Une vive polémique avait été déclenchée fin mai après la révélation de la prolongation en 2024 pour 10 ans du titre de séjour de la Russe âgée de 45 ans et un article du journal Le Monde qui lui prêtait une influence grandissante sur le milliardaire conservateur. « Il y a des titres qui sont renouvelés de plein droit pour des étrangers qui sont en situation régulière depuis plusieurs années et qui remplissent des conditions. Il s’en délivre tous les jours », avait alors indiqué le ministre de l’Intérieur, Laurent Nuñez, assurant qu’il n’y avait eu aucune « intervention » du gouvernement pour cette prolongation. Par ailleurs, la sénatrice Laurence Rossignol (PS) avait interpellé le gouvernement, s’inquiétant de la participation de la ministre de l’Agriculture Annie Genevard à un repas avec Xenia Fedorova. « Ce n’est pas une affaire anecdotique », avait alors taclé la sénatrice.

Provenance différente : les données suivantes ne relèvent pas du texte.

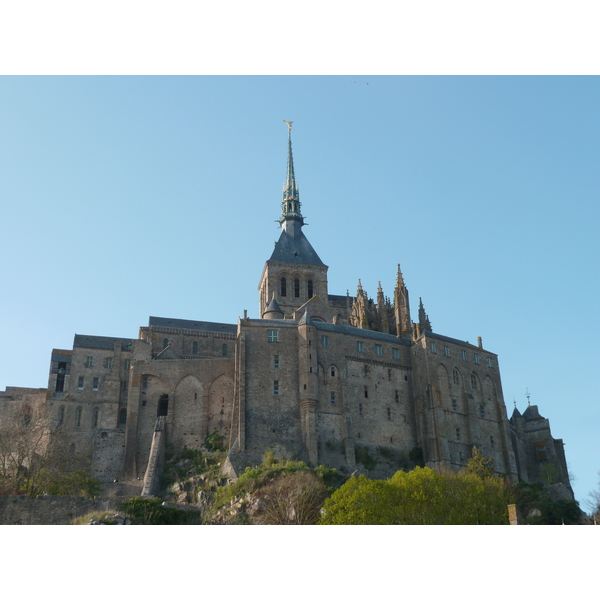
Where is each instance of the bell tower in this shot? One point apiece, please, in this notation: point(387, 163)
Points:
point(294, 275)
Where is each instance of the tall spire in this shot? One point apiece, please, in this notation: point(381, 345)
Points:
point(290, 205)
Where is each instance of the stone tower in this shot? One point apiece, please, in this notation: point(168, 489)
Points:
point(294, 275)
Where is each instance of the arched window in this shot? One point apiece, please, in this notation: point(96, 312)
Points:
point(474, 381)
point(455, 377)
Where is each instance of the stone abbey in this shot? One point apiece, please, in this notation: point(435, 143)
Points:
point(328, 379)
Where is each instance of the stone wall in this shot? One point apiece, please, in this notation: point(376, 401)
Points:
point(50, 510)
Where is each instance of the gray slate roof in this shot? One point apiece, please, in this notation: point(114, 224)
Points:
point(101, 342)
point(295, 248)
point(188, 324)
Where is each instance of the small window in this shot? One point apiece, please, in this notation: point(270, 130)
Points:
point(474, 381)
point(455, 376)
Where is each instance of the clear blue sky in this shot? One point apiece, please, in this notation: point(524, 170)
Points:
point(129, 197)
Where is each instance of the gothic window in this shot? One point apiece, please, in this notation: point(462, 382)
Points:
point(455, 376)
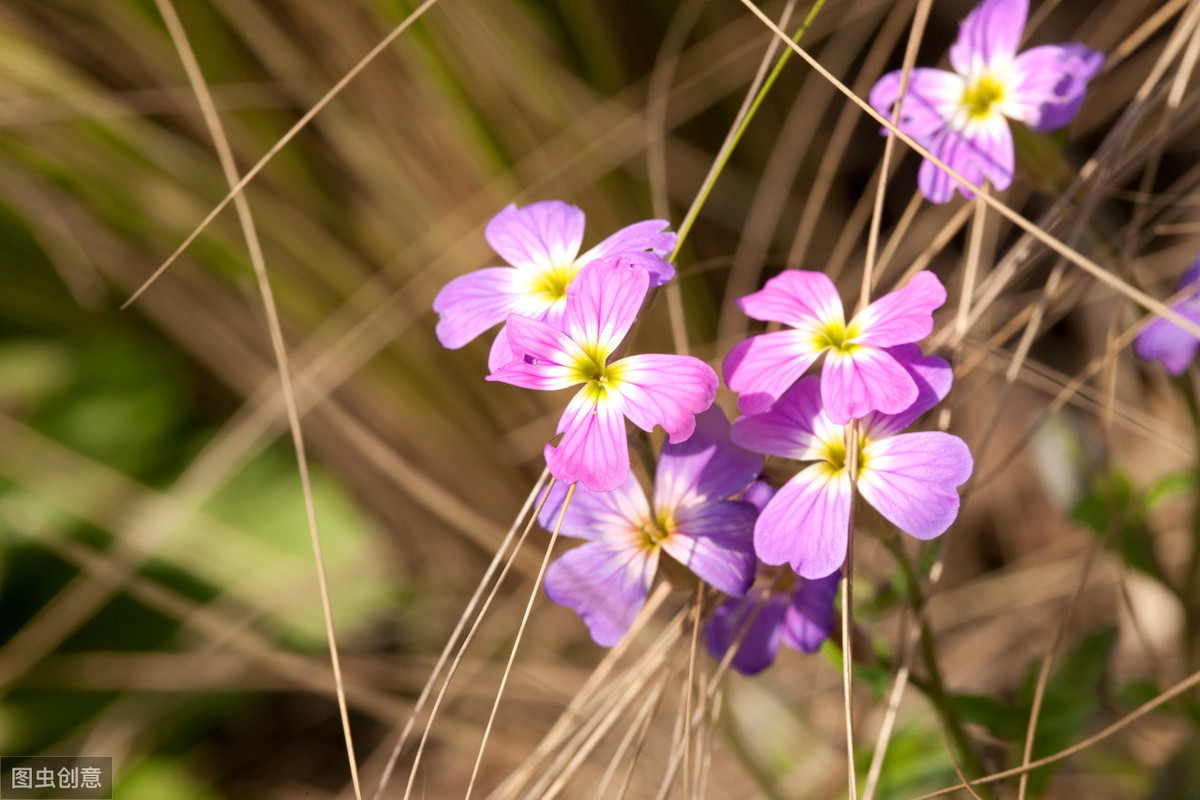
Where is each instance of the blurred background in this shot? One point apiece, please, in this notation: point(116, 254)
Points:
point(159, 600)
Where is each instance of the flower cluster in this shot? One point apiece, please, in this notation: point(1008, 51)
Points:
point(961, 116)
point(564, 316)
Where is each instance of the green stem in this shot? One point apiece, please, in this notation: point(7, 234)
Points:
point(936, 687)
point(723, 157)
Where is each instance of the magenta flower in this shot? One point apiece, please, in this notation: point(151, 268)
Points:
point(859, 373)
point(796, 612)
point(910, 477)
point(1163, 340)
point(541, 241)
point(693, 521)
point(959, 115)
point(667, 390)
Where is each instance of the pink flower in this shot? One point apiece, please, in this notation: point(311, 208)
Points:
point(1167, 342)
point(960, 116)
point(797, 613)
point(910, 477)
point(691, 519)
point(541, 241)
point(667, 390)
point(859, 373)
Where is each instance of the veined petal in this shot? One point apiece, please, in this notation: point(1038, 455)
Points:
point(912, 479)
point(544, 358)
point(991, 150)
point(659, 269)
point(667, 390)
point(903, 316)
point(1167, 342)
point(797, 298)
point(762, 367)
point(809, 618)
point(715, 541)
point(807, 523)
point(473, 302)
point(501, 353)
point(795, 427)
point(933, 376)
point(1048, 84)
point(753, 625)
point(649, 235)
point(593, 450)
point(868, 379)
point(959, 151)
point(706, 467)
point(759, 494)
point(933, 100)
point(989, 36)
point(605, 585)
point(538, 236)
point(610, 517)
point(603, 301)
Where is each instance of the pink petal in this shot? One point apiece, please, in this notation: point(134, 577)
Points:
point(473, 302)
point(868, 379)
point(501, 353)
point(647, 242)
point(982, 150)
point(593, 450)
point(603, 301)
point(903, 316)
point(667, 390)
point(762, 367)
point(706, 467)
point(933, 377)
point(991, 149)
point(1167, 342)
point(807, 523)
point(753, 625)
point(715, 541)
point(989, 36)
point(933, 98)
point(795, 427)
point(537, 236)
point(809, 619)
point(912, 479)
point(797, 298)
point(1049, 83)
point(609, 517)
point(605, 585)
point(544, 358)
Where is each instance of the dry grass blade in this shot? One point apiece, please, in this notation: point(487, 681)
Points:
point(1072, 256)
point(229, 167)
point(235, 191)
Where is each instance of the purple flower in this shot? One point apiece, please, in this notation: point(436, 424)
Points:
point(1163, 340)
point(859, 373)
point(910, 477)
point(796, 612)
point(606, 579)
point(667, 390)
point(541, 241)
point(959, 115)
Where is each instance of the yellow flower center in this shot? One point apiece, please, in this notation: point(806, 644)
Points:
point(654, 533)
point(981, 96)
point(835, 456)
point(551, 284)
point(838, 337)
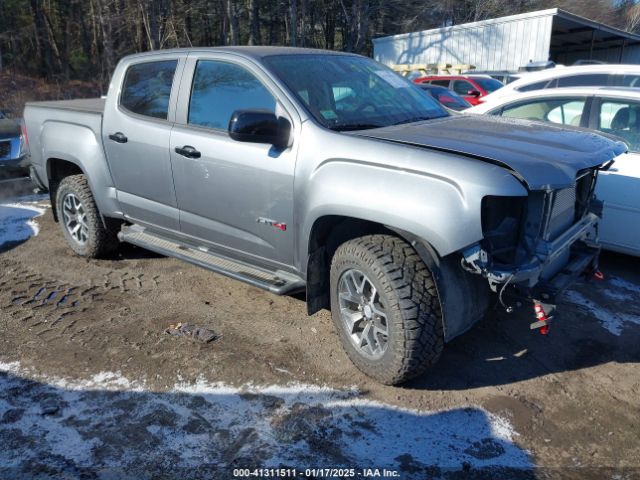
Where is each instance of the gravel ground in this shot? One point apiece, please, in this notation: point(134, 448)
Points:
point(92, 387)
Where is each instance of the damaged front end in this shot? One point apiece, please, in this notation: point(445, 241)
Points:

Ancienne patronne de la chaîne russe RT en France, interdite dans l’UE depuis mars 2022 et l’invasion de l’Ukraine par la Russie, Xenia Fedorova défend régulièrement les positions du Kremlin dans les médias dans le giron de Vincent Bolloré. Elle intervient notamment sur CNews et Europe 1 et signe une chronique dans l’hebdomadaire le JDNews. Les groupes Canal + et Lagardère ont d’ailleurs rapidement publié un communiqué pour défendre leur chroniqueuse. « La liberté d’expression ne se défend pas uniquement lorsque les opinions exprimées font consensus. Elle se défend précisément lorsqu’elles dérangent ou suscitent la contradiction, dès lors qu’elles s’inscrivent dans le débat démocratique, comme c’est le cas dans l’ensemble de nos médias », écrivent-ils.
Le gouvernement français et le président de la République, Emmanuel Macron, ont qualifié Xenia Fedorova de « propagandiste » du Kremlin. Des eurodéputés ont demandé à l’Union européenne de prendre des sanctions à son égard.